Одна надежда, что самоотверженность вашей матушки окропит его слезками, не учтенными властью, и оживит.
II
Травма в одном действии
Бездействующие лица
Август Макарович, Майя Модестовна, супруги.
Светлана, Ярослав, их дети.
Корней, Тигран, Ниобея, их внуки.
Действующие лица
Валера, Виталик, Виктуар, их друзья.
Сильнодействующие лица
Сталин.
Хрущев-Булганин.
Брежнев.
Андропов-Черненко.
Горбачев и Ельцин.
Путин-Медведев.
Комната шесть на шесть дачного дома, довольно плотно заставленная: стол, придвинутый к топчану, кухонный столик, высовывающийся из передней, и вообще — мебель:
хоть и сведенная до минимума, но в этом пространстве кажущаяся избыточной.
Август, Майя, их сын, дочь, двое внуков, внучка.
А в г у с т. Потому что сорок лет не дата.
Я р о с л а в. Дата — полста, не спорим. Но сорок — срок, не спорь.

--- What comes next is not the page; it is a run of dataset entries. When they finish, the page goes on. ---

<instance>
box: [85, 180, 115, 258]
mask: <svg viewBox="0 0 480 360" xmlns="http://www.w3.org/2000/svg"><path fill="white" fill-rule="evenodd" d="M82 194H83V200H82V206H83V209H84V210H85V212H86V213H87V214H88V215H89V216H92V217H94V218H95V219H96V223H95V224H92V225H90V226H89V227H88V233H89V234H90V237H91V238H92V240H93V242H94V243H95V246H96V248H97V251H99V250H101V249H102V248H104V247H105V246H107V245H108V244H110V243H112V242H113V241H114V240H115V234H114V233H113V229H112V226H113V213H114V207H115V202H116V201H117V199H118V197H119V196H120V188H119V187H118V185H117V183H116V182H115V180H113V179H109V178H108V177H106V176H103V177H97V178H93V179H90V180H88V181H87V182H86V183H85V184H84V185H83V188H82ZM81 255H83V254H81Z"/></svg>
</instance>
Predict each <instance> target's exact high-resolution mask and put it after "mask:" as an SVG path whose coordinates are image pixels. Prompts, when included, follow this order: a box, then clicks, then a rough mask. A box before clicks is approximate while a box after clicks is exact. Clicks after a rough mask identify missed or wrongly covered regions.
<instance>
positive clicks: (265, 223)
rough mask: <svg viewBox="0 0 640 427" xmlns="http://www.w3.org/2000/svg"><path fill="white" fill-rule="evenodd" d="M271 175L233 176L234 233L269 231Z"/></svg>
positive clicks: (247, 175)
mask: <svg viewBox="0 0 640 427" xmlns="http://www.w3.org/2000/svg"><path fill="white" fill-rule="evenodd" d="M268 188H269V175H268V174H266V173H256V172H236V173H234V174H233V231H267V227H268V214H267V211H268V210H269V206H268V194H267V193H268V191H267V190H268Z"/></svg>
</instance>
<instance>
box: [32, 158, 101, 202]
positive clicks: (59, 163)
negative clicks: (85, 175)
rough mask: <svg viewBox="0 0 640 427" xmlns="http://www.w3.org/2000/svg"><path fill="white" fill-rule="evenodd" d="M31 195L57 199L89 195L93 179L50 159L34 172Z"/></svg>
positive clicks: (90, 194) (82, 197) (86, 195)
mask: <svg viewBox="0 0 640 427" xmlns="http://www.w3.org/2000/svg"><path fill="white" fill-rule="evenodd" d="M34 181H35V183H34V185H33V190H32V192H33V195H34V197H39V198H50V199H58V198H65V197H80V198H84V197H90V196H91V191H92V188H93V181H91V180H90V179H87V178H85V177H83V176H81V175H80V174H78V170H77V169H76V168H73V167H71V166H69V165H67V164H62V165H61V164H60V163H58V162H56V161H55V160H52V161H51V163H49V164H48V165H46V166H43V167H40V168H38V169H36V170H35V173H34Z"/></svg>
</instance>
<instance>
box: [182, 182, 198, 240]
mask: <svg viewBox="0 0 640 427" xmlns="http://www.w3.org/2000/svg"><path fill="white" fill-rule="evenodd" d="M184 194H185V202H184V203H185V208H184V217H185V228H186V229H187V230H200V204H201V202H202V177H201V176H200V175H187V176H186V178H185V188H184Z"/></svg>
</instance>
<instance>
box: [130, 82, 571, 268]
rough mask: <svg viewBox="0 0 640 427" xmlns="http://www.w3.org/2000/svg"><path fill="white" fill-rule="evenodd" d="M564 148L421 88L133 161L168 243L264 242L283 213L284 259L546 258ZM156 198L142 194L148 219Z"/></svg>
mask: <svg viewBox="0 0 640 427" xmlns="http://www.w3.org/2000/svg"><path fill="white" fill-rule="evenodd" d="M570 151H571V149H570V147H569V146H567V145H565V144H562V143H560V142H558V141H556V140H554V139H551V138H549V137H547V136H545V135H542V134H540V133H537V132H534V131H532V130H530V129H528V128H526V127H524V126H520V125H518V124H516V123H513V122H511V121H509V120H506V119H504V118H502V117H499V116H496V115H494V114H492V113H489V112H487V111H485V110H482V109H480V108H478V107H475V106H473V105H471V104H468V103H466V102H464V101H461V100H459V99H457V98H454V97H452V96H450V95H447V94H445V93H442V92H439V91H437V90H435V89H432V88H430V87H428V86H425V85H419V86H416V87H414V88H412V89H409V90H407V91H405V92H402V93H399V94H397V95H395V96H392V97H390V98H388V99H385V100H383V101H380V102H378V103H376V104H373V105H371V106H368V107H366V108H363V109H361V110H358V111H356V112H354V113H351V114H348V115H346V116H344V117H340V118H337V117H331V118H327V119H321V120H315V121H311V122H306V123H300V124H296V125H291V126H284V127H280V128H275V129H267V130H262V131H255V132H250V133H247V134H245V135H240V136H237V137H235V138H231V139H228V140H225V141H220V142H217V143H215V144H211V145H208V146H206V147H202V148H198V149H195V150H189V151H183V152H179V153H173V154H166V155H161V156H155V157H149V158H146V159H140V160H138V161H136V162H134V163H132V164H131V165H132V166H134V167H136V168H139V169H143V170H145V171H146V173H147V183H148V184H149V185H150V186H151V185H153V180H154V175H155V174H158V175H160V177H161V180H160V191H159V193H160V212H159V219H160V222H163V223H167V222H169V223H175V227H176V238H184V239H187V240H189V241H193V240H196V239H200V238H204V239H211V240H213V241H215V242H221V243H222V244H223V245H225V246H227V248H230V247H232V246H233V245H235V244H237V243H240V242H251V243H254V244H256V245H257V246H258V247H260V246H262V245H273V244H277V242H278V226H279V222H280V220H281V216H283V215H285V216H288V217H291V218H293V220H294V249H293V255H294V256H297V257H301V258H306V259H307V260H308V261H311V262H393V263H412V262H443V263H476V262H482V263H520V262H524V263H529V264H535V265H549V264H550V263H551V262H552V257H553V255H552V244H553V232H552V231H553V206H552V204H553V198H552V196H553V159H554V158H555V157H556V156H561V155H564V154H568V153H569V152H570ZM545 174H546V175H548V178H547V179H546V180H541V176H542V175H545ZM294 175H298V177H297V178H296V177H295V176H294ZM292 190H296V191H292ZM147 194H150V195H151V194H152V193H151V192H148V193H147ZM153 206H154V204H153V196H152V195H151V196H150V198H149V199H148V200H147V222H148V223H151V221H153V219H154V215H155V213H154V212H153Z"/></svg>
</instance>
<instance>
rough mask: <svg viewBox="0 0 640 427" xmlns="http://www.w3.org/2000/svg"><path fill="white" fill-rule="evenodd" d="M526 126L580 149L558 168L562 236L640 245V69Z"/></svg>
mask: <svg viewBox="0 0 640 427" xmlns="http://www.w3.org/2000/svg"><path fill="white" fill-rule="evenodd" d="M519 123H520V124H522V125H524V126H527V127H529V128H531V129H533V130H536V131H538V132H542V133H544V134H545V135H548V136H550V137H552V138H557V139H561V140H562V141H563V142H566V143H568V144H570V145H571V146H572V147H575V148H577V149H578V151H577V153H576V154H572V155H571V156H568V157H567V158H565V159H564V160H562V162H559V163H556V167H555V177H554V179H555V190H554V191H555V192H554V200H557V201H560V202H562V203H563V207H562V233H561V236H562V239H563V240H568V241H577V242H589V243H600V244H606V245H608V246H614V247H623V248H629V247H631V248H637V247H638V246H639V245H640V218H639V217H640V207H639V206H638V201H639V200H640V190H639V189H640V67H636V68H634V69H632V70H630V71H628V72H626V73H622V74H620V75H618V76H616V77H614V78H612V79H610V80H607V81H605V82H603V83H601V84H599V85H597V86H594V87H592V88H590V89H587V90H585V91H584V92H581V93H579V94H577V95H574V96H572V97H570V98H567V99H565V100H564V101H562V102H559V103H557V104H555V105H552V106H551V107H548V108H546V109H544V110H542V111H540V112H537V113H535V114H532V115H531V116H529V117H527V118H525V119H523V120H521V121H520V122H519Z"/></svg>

С в е т л а н а. Сорок — те же пятьдесят. Особенно брака. Как на Крайнем Севере. День за два. Ха-ха-ха.
Я р о с л а в. Вас самые близкие просят: дети, внуки, друзья.
С в е т л а н а. Выклянчиваем. И чего! Элементарного застолья по случаю сорокалетия свадьбы.
А в г у с т. Не для того мы с матерью женились, и причем не по расчету, чтобы нас через сорок лет выставляли на такие расходы.
М а й я. Август Макарыч!
А в г у с т. Не для того мы полжизни ото всех, от вас в первую очередь, отодвигались, садовый участок, как академик Лысенко, огораживали, по дощечке, по стеклышку строили на двоих домик, — чтобы кто хотел, вы в первую очередь, когда хотел, нам на голову сваливался. Чтобы я закупал бараньи ноги, водку ящиками, мать колотилась у плиты, и выслушивать слабоумное бормотание про наш примерный брак.
М а й я. Август.
Звонит мобильный телефон.
А в г у с т. Да, Валера... И не надейся... Потому что сорок лет не дата... Не для того я, как придворный поэт Гораций, выехал за черту города Рим Третий, чтобы незваный гость являлся хуже телевизора. Мой пес порвет тебя, как партбилет...
Дети. Какой пес?!
Внуки. Какой партбилет?
М а й я. Август!
А в г у с т (в телефон) . Хуже телевизора, по которому показывают товарища Сталина...
Н и о б е я. Дедушка любит, такой, парадоксы.
Т и г р а н. Я, типа, тоже антисталинист. Как армянин по крови и исторически.
Н и о б е я. При чем тут? Я твоя сестра, а Сталина, такая, уважаю.
А в г у с т (в телефон) . Никаких сборищ больше двух человек. На обычных основаниях, Валера. Заезжаешь, сидим, и до следующего раза. Банкет откладывается... До Нового, не знаю, года. (Дает отбой.)
С в е т л а н а. А для своих?
А в г у с т. Жди Нового года.
С в е т л а н а. А сейчас? Раз уж собрались.